Two east Auckland women have been recognised in the 2023 New Year Honours.

Kinaua Bauriri Ewels of Maraetai and Yong Rahn Park of East Tamaki have been awarded The Queen’s Service Medal – Ewels for services to the Kiribati community and Park for services to the Korean community.

Ewels has been supporting the Kiribati community since migrating to New Zealand. She published her first children’s educational book in 2007 titled ‘I want to read and speak Kiribati’ to give an opportunity for children to be able to converse in both English and Kiribati.

Her most recent work ‘Konenerio and the Flag Master’ is based on the faith of her grandfather and the pivotal role of I-Kiribati people during World War II. She contributed to the Kiribati Educational Resources Project in 2021, producing various resources of poems, rhymes, songs and a grammar book. She has been an integral member of the Marewen Kiribati Community Group since 2006, providing a voice for the Kiribati minority amongst other larger Pacific country representatives.

Yong Park established the Korean Positive Aging Charitable Trust.

She initiated Te Wakauea Play Group in 2008 to introduce the Kiribati language through an education outlet for Kiribati children and mothers based in Auckland. She was the primary lead and project manager for the New Zealand Kiribati National Council to organise Kiribati Language Week festivities and events. Ewels used her role as a community leader to promote best practices to protect against Covid-19 and pushed for higher vaccination rates amongst the Pacific community. She represents the New Zealand Kiribati National Council on the Pacific Leadership Forum.

Park has been active in New Zealand’s Korean community for more than 10 years and has worked on promoting Korean culture to the wider community and assisting Korean families to settle and integrate.

She established the Korean Positive Aging Charitable Trust (Kpact) in 2012 which represents the Korean community, especially seniors, in engaging with government agencies and welfare organisations. Kpact was established as a Korean community hub and operates valuable community projects in collaboration with partner agencies empowering Korean residents to participate in local elections, censuses, and events.

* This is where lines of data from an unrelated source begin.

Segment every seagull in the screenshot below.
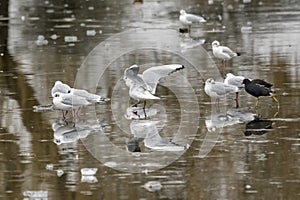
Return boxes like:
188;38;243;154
51;81;109;103
53;92;92;118
211;40;240;67
243;79;279;107
179;10;206;33
204;78;239;105
123;64;184;109
128;120;185;151
224;73;245;108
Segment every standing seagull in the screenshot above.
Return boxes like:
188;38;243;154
179;10;206;33
53;92;91;118
204;78;239;106
211;40;240;69
51;81;109;103
123;64;184;109
243;79;279;107
224;73;245;108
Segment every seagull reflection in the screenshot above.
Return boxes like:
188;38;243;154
205;109;254;132
244;116;273;136
52;122;93;145
127;120;185;152
125;106;158;119
198;106;254;158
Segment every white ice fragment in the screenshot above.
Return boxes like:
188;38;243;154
80;168;98;176
64;36;78;42
241;26;252;33
35;35;48;46
143;181;162;192
56;169;65;177
50;34;58;40
81;176;98;183
86;30;96;36
23;190;48;199
46;164;54;170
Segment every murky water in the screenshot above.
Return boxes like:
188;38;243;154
0;0;300;199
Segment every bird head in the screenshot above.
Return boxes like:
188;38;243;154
211;40;220;47
205;78;215;84
242;78;251;85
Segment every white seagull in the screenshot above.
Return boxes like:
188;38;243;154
53;92;92;118
211;40;240;67
224;73;245;108
179;10;206;33
204;78;239;103
51;81;109;103
123;64;184;109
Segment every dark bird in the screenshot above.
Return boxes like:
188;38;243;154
243;79;279;106
244;116;273;136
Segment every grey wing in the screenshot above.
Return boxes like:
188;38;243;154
222;46;236;57
124;65;146;88
143;64;184;94
186;14;206;23
228;77;245;88
51;83;71;97
212;82;238;95
62;95;89;106
124;65;140;77
73;89;101;101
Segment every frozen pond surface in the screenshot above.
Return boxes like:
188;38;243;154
0;0;300;199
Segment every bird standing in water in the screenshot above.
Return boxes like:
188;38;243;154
211;40;240;69
224;73;245;108
243;79;279;107
179;10;206;34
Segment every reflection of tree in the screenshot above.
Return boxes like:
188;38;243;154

Kpact also offers educational opportunities for lifelong learning as well as Korean traditional dance and music and organises initiatives such as local sports, marae visits and presentations of Māori culture and visits to location attractions. She led Kpact to make kimchi, a Korean food staple, and held an event to distribute kimchi to 100 underprivileged households as well as holding a workshop on how to make kimchi.

During the Covid-19 pandemic, Park helped provide various support services to the Korean community including a helpline for Korean migrants, translation of information, helping individuals get vaccinated, provision of emergency food support for isolating individuals and those in need, social outreach for seniors and English education services including over Zoom during lockdowns.